(1) Electronic configuration:
\(\begin{aligned}
&\mathrm{O} \text { (At. no. =8) }=[\mathrm{He}] 2 s^2 2 p^4 \\
&\mathrm{~S}(\text { At. no. }=16)=[\mathrm{Ne}] 3 s^2 3 p^4 \\
&\mathrm{Se}(\text { At. no. }=34)=[\mathrm{Ar}] 3 d^{10} 4 s^2 4 p^4 \\
&\text { Te (At. no. }=52)=[\mathrm{Kr}] 4 d^{10} 5 s^2 5 p^4 \\
&\mathrm{Po} \text { (At. no. }=84)=[\mathrm{Xe}] 4 f^{14} 5 d^{10} 6 s^2 6 p^4
\end{aligned}\)
Thus, all these elements have the same \(n s^2 n p^4\) ( \(n=2\) to 6 ) valence shell electronic configuration, hence are justified to be placed in group 16 of the Periodic Table.
(2) Oxidation state : Two more electrons are needed to acquire the nearest noble gas configuration. Thus, the minimum oxidation state of these elements should be \(-2\).
\(\mathrm{O}\) and to some extent \(\mathrm{S}\) show \(-2\) oxidation state. Other element being more electropositive than \(\mathrm{O}\) and \(\mathrm{S}\), do not show negative oxidation state. As these contain six electrons, thus, maximum oxidation state shown by them is \(+6\). Other oxidation state shown by them are \(+2\) and \(+4\). O do not show \(+4\) and \(+6\) oxidation state, due to the absence of d-orbitals.

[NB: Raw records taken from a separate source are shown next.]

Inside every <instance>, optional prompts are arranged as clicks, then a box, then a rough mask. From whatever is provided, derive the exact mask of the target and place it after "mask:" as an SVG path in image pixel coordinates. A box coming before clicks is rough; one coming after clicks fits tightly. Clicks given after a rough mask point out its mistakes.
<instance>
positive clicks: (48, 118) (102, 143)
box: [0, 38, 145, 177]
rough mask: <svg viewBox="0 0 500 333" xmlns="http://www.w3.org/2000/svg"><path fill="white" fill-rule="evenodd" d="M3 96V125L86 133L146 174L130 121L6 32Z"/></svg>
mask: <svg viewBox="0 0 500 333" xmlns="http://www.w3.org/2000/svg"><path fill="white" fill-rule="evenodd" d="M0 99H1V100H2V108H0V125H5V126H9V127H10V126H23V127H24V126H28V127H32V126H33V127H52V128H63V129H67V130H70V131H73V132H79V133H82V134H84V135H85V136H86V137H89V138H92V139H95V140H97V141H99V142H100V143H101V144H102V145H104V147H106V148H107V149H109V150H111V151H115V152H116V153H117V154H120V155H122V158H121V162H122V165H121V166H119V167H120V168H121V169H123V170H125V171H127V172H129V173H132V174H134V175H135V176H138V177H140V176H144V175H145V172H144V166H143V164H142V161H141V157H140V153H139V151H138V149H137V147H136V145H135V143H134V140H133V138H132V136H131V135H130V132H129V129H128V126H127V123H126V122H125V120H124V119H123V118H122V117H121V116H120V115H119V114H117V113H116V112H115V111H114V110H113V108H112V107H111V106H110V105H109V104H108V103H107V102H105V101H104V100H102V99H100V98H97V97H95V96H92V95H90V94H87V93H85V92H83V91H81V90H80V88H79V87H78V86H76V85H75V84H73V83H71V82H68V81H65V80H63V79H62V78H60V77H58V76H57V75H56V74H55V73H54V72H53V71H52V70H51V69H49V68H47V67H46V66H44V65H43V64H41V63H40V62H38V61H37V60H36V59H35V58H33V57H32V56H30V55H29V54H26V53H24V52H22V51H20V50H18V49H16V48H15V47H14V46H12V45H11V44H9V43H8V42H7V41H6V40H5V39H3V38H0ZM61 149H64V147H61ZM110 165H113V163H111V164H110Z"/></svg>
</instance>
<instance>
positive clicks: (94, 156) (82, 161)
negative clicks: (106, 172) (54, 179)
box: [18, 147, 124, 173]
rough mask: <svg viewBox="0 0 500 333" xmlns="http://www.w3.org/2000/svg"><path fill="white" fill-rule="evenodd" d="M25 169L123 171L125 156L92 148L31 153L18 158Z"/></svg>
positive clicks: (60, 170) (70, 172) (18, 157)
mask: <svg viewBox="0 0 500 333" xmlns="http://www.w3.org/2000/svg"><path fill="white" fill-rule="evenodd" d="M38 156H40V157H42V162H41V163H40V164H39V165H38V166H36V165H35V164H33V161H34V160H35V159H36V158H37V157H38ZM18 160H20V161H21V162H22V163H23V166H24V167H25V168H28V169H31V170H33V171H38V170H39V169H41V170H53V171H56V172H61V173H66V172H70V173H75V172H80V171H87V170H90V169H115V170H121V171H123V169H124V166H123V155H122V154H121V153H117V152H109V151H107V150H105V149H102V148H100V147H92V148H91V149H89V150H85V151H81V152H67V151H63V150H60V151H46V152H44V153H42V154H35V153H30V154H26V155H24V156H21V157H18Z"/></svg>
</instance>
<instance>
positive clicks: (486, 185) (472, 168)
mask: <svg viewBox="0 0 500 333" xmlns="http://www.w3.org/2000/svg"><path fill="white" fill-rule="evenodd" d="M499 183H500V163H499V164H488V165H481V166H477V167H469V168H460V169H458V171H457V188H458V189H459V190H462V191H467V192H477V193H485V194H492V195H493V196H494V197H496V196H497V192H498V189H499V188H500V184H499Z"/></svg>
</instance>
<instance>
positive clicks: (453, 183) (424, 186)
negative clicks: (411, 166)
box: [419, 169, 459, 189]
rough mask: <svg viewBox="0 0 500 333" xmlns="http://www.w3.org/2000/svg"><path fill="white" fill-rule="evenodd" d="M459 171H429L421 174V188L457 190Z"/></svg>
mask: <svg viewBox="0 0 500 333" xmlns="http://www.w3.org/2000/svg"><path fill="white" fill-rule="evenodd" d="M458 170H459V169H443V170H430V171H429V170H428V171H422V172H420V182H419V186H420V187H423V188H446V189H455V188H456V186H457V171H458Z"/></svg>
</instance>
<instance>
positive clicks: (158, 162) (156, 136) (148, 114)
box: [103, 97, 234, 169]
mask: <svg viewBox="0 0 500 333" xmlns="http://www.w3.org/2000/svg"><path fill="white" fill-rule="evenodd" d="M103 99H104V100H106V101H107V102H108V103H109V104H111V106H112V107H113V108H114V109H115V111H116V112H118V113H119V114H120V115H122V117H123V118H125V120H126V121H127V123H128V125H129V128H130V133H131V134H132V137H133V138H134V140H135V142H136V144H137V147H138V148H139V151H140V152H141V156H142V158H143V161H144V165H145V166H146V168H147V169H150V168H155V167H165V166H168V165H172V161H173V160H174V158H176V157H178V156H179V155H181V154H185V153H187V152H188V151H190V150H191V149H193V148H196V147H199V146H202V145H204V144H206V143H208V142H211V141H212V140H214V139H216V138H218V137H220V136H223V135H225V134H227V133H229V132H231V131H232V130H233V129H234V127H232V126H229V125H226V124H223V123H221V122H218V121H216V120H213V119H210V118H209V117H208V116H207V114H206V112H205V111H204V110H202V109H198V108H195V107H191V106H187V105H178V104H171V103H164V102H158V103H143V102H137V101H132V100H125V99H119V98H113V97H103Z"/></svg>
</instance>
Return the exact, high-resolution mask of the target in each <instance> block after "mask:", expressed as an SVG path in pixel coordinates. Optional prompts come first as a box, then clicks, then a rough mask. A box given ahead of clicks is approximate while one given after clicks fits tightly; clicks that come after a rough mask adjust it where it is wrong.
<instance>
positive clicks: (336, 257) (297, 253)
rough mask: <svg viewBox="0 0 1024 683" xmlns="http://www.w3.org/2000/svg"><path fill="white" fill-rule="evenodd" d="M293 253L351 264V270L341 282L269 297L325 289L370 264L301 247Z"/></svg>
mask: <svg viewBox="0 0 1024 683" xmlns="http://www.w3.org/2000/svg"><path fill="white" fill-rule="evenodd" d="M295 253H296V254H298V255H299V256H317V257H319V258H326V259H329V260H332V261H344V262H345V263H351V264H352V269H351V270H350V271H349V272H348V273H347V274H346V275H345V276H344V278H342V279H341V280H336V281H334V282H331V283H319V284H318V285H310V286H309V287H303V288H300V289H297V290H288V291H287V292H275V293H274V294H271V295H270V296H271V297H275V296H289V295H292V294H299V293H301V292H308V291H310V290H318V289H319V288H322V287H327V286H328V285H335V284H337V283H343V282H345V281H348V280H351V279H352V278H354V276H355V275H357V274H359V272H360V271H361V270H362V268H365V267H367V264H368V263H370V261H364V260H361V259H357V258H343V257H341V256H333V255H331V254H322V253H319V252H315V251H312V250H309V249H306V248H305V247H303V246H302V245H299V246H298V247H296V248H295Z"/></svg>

Thus, on the basis of maximum and minimum oxidation states, these elements are justified to be placed in the same group 16 of the periodic table.
(3) Hydride formation: All these elements share two of their valence electrons with \(1 s-\) orbital of hydrogen to form hydrides of the general formula \(\mathrm{EH}_2\), i.e., \(\mathrm{H}_2 \mathrm{O}\), \(\mathrm{H}_2 \mathrm{~S}, \mathrm{H}_2 \mathrm{Se}, \mathrm{H}_2\) Te and \(\mathrm{H}_2 \mathrm{Po}\). Thus, on the basis of hydride formation, these elements are justified to be placed in the same group 16 of the Periodic Table.